Der Grundwein stammt von Rebflächen der Kattus-Produzenten im Weinviertel. „Wir sind unserem Stil, trockene und unverfälschte Sekte und Frizzante zu produzieren, treu geblieben. Die Qualität des Grundweins ist für uns unumgänglich und diese soll mit einer vergleichsweise geringen Dosage betont werden", erläutert Johannes Kattus. Das Wiener Unternehmen möchte mit Kattus Organic dem aktuellen Trend zu nachhaltigem Genuss nachkommen, heißt es. Die Nachfrage nach Bio-Produkten aus regionaler Herstellung steigt seit Jahren. So auch beim Schaumwein. Hierzulande stellen rund 130 Betriebe Sekt her. Dazu kommen 3.000 Betriebe als Rohstofflieferanten (Trauben oder Grundweine) für Sektkellereien. Zudem lassen Bio-Winzer ihre Weine versekten, um auch Bubbles im eigenen Sortiment zu haben.
Von Langenlois in die Champagne
Willi Bründlmayer hat als einer der Ersten in Österreich Winzersekt gemacht. „Meine Frau Edwige ist ja Französin und ihr Lieblingsgetränk war natürlich Champagner", erzählt er. Bevor der Konsum langfristig ein zu großes Loch im Geldbeutel hinterlassen konnte, und weil die Lage zwischen dem kühlen Waldviertel und dem warmen Donautal vielversprechend erschien, beschloss Bründlmayer, sich selbst am Schaumwein zu versuchen.
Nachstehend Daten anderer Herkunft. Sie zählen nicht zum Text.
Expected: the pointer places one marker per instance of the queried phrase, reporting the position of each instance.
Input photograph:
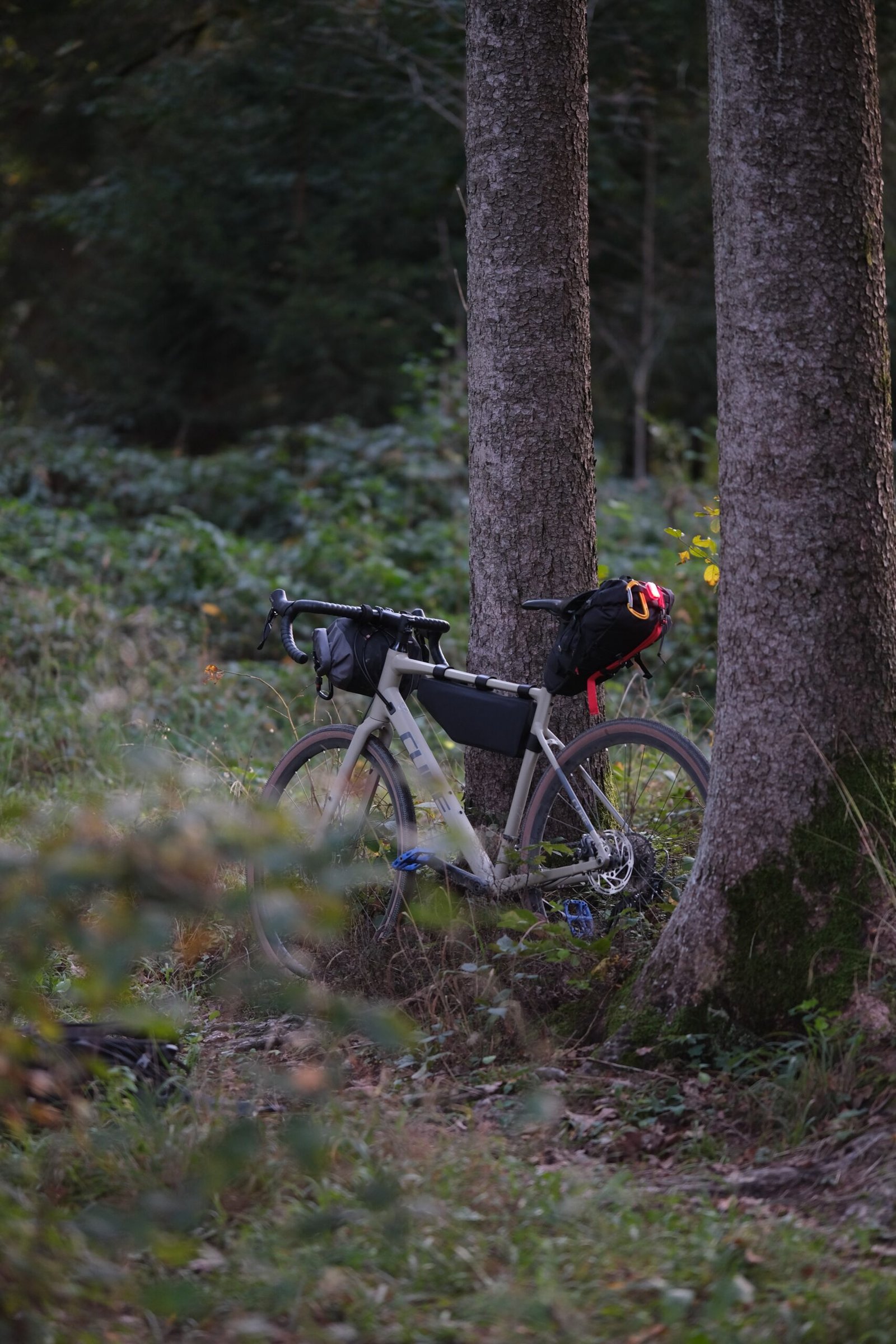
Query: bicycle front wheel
(656, 781)
(372, 824)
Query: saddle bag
(602, 632)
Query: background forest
(233, 358)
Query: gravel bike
(614, 815)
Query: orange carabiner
(645, 613)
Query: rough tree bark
(530, 363)
(781, 899)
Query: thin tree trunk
(530, 393)
(781, 898)
(647, 347)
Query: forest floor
(562, 1198)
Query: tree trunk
(647, 346)
(530, 393)
(781, 898)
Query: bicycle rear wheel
(372, 824)
(655, 778)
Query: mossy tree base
(802, 922)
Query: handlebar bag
(602, 632)
(352, 655)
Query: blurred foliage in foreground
(338, 1197)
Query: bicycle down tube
(390, 707)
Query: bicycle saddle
(544, 604)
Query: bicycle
(617, 814)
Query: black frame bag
(602, 632)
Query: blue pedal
(580, 918)
(410, 861)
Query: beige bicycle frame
(390, 709)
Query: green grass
(378, 1222)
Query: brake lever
(268, 628)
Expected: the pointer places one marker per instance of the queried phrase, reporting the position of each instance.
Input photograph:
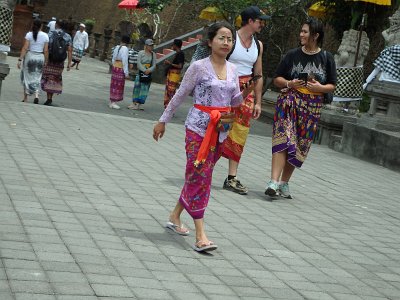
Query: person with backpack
(80, 44)
(247, 56)
(119, 72)
(304, 75)
(34, 55)
(60, 49)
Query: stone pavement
(84, 197)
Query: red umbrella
(128, 4)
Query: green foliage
(89, 22)
(364, 104)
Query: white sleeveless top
(244, 60)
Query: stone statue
(392, 34)
(347, 49)
(6, 19)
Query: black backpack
(58, 47)
(234, 44)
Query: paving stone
(26, 275)
(112, 290)
(146, 293)
(28, 296)
(68, 288)
(34, 287)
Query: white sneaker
(114, 106)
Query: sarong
(77, 55)
(196, 190)
(172, 83)
(140, 91)
(295, 123)
(31, 73)
(117, 85)
(52, 77)
(232, 148)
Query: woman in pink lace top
(215, 86)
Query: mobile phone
(303, 76)
(254, 78)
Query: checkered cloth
(349, 82)
(389, 61)
(6, 17)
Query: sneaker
(133, 106)
(114, 106)
(48, 102)
(234, 185)
(272, 188)
(284, 190)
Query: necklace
(219, 76)
(311, 51)
(244, 44)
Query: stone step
(335, 142)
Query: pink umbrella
(128, 4)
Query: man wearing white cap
(80, 44)
(52, 24)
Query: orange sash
(305, 90)
(210, 139)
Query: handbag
(146, 78)
(328, 97)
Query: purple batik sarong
(295, 123)
(196, 191)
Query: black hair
(37, 24)
(61, 24)
(316, 26)
(125, 39)
(213, 29)
(178, 43)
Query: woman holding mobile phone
(304, 75)
(214, 83)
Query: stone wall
(107, 13)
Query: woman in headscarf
(33, 57)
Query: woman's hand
(247, 89)
(158, 130)
(295, 83)
(314, 86)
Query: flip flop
(203, 247)
(174, 228)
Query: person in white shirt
(52, 24)
(80, 44)
(120, 72)
(34, 56)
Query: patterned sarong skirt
(52, 77)
(117, 85)
(31, 73)
(295, 124)
(196, 190)
(233, 146)
(140, 91)
(77, 55)
(172, 83)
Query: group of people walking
(146, 65)
(226, 87)
(42, 58)
(225, 80)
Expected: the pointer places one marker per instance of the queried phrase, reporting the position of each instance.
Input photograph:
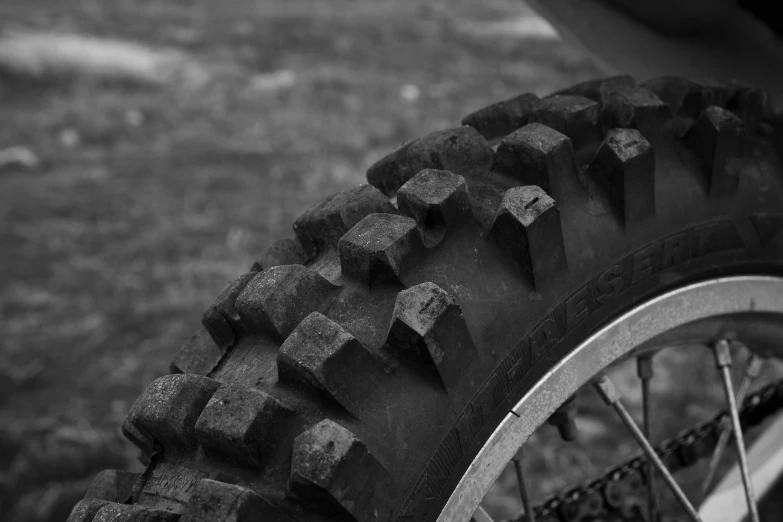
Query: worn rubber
(356, 369)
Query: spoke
(644, 369)
(530, 516)
(723, 360)
(481, 516)
(609, 394)
(752, 369)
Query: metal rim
(673, 309)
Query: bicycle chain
(620, 493)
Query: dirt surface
(149, 199)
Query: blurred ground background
(145, 194)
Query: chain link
(620, 495)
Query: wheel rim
(613, 342)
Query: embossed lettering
(610, 283)
(675, 250)
(542, 338)
(646, 262)
(701, 240)
(521, 357)
(576, 308)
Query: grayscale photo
(391, 261)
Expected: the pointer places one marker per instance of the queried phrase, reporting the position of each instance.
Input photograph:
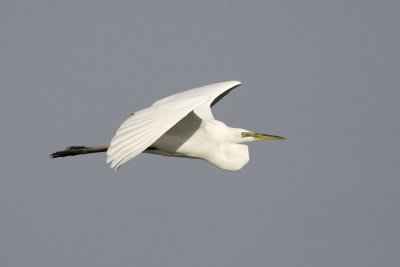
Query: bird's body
(181, 125)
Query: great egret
(181, 125)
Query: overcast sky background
(324, 74)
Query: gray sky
(324, 74)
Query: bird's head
(248, 136)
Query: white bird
(180, 125)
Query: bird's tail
(78, 150)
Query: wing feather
(143, 128)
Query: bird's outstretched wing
(145, 126)
(215, 91)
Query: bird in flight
(180, 125)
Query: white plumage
(182, 125)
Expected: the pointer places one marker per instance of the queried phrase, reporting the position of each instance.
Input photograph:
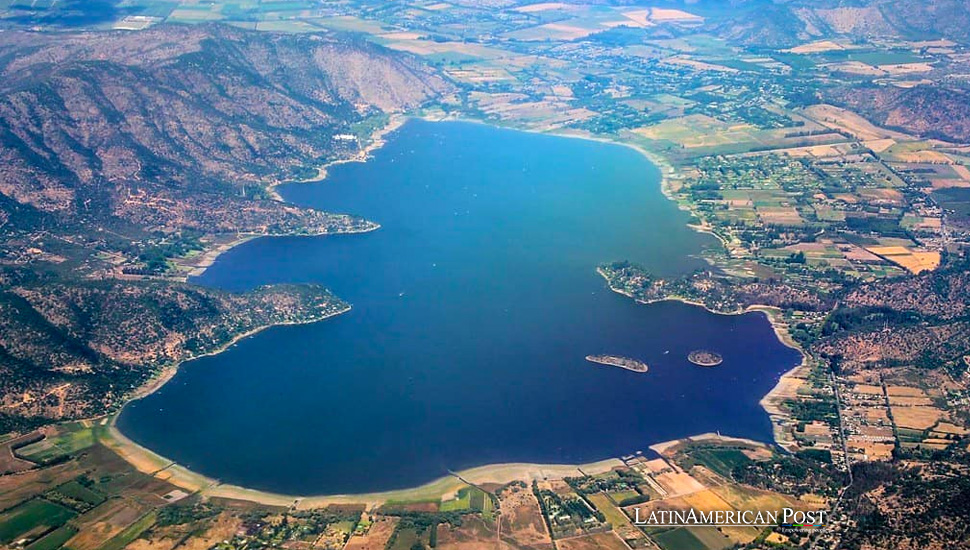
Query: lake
(474, 307)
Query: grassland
(31, 519)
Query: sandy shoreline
(787, 383)
(154, 464)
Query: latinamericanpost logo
(786, 519)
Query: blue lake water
(474, 307)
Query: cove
(474, 307)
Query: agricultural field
(32, 520)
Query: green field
(403, 539)
(54, 540)
(679, 539)
(722, 461)
(74, 438)
(130, 533)
(34, 516)
(74, 490)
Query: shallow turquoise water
(474, 307)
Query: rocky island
(704, 358)
(617, 361)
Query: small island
(704, 358)
(617, 361)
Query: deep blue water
(473, 309)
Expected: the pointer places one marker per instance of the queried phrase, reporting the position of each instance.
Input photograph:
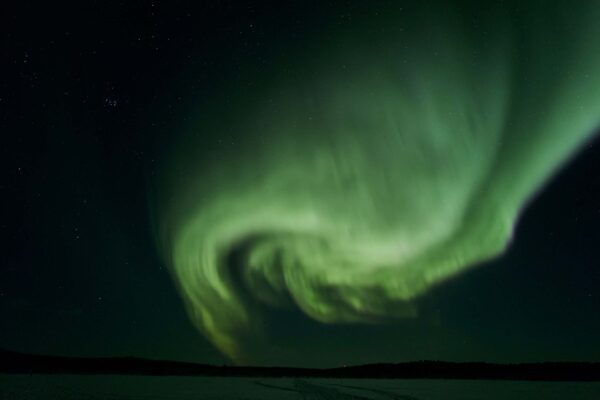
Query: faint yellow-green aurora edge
(348, 192)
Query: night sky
(106, 110)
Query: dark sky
(89, 95)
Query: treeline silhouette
(19, 363)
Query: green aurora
(373, 162)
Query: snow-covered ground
(123, 387)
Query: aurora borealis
(302, 183)
(366, 174)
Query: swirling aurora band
(366, 174)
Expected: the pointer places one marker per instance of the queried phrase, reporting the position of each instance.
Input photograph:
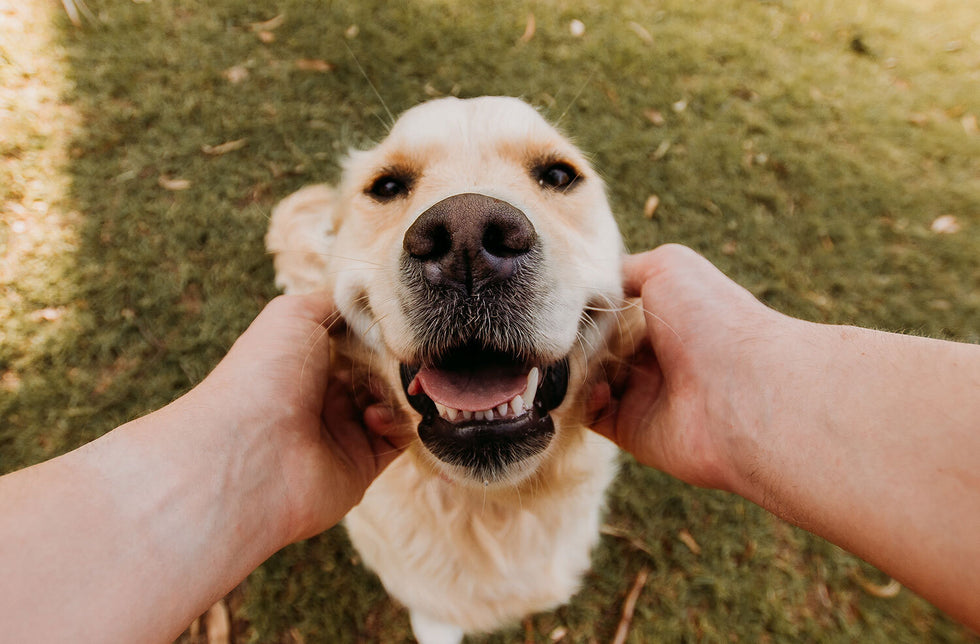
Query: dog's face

Und so reiste das Ehepaar vor 30 Jahren nach Epernay zur „Station Oenotechnique de Champagne“ um sich Fachwissen und Meinung zu ihrem Grundwein zu holen. Das Projekt kam gut an. Die Gastronomie sei dankbar für die österreichische Alternative gewesen, erinnert sich der Winzer zurück. Die Nachfrage wurde immer größer und nachdem die Weine im Keller reiften, war dieser rasch voll. Bei schrittweiser Erweiterung kommt der Sektmacher jetzt auf jährlich 100.000 Flaschen Sekt. Litermäßig sind das zwar nicht einmal 20 Prozent seiner Ernte, aber dafür erhält Bründlmayer die größere Aufmerksamkeit. Mit der Bio-Umstellung hat es umso länger gedauert.
Auf Bio-Sekt muss ein Betrieb immer besonders lange warten. Im Falle der Bründlmayers ist die erste zertifizierte Ernte – nach drei Jahren Umstellungszeit – 2018. Die daraus vinifizierten Sekte werden ab 2021 oder 2022 am Markt sein. Die Grundlage für den Sekt bildet also der Bio-Wein. Behandlungsmethoden, wie die Schönung mit Polyvinylpyrrolidon (PVPP), sind nicht erlaubt. „Tiragelikör“ oder „Versandlikör“ – die bei der Sektherstellung zum Einsatz kommen können – müssen auch zu 100 Prozent biozertifiziert sein. „Wir verwenden für die Vergärung in der Flasche die Hefe „Quartz“, die aus einem Bio-Betrieb selektioniert wurde", sagt Bründlmayer.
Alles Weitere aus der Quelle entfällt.